I want to renounce all the pain you will cause me in these six ungodly years. I want to kick it in the marrow, in the deepest and most irrational part of it and simply conceal it as a bad dream. How I wish you weren’t manipulated by the greatness of others and see that you, too, are just as wonderful. Because, let me tell you, it will haunt you and, consequently, myself. The judgement penetrates and your call for attention will be tattooed on your brain for good. Oh, yes! You will actually have some tattoos! But don’t let this airtime I bought and sold to you as common law. Live your life as it is, I will weep over the regrets later. Whatever it is I am telling you right now is a basic echo chamber, where I am speaking to a girl that died six years ago. I buried you so deeply inside of me, I just scratched my entire body to make you listen to everything I need to tell you.

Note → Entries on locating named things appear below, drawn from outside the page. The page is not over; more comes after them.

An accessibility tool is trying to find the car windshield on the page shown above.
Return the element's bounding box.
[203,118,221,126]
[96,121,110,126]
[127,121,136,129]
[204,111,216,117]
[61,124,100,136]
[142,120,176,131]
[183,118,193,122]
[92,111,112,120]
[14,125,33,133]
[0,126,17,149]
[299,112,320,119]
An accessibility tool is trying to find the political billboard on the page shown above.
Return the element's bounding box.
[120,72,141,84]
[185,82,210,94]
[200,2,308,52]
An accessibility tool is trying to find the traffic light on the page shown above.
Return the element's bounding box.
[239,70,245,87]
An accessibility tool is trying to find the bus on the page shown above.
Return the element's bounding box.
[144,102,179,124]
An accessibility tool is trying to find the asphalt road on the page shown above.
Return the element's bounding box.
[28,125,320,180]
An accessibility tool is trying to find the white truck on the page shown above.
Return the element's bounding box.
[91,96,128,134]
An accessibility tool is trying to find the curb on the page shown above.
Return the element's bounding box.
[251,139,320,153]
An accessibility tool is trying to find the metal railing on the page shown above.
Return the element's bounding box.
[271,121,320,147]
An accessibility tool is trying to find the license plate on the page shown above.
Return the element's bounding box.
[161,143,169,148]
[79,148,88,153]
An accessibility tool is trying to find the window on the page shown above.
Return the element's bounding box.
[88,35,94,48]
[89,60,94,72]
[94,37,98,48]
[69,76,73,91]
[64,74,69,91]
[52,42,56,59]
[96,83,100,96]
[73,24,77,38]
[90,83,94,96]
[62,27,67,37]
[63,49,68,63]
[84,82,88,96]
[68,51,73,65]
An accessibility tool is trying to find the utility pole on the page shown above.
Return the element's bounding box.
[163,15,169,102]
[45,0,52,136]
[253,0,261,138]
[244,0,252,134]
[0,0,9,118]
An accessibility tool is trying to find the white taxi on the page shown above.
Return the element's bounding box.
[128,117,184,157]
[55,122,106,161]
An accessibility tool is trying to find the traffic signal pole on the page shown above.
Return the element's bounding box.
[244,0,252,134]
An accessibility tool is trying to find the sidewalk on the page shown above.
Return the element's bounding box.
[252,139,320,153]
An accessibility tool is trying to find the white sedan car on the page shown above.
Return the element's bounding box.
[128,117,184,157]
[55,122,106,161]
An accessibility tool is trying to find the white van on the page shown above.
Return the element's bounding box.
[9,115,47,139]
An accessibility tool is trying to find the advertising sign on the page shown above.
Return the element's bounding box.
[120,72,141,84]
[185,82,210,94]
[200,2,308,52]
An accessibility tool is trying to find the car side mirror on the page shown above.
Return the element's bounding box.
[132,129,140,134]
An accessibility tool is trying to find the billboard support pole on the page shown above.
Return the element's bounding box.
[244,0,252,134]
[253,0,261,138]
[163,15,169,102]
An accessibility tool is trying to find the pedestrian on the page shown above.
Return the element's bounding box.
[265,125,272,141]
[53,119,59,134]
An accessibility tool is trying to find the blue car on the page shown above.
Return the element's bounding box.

Julia, Julia, Julia, please. I am begging you to listen, though I know it is in vain. Life may not seem like much but I am waiting for you. Everyone is. There is an enormity that awaits in a transparency you are so oblivious to. Just like you, I still cannot seem to enjoy a moment of silence and inner thoughts without criticizing myself for wasting every precious second. Maybe it was your mom’s idea of though love reaps extraordinary rewards, but please take a break. I should take that advice.
This letter is becoming more agonizing than I initially thought.
One thing I want you to remember is that it will not be your fault. You will know what I mean when you will, unfortunately, get to it. Every single time it happens, it will not be your fault. Hold onto that thought and I want to apologize for it now. It doesn’t necessarily mean it won’t break you just as much, but I wish I knew how to protect you better. How to protect us better.
Anyway, time is ticking just as always. The sky’s still blue and you will grow an obsession for a certain sauce. You will cut your hair a billion times and dye it in the most horrifying colors. You will do all the things your mind is cultivating right now, Julia. I think, at the end of this letter, all I want to say is that this, too, shall pass. Please, don’t change. Otherwise, somebody else would be writing this letter.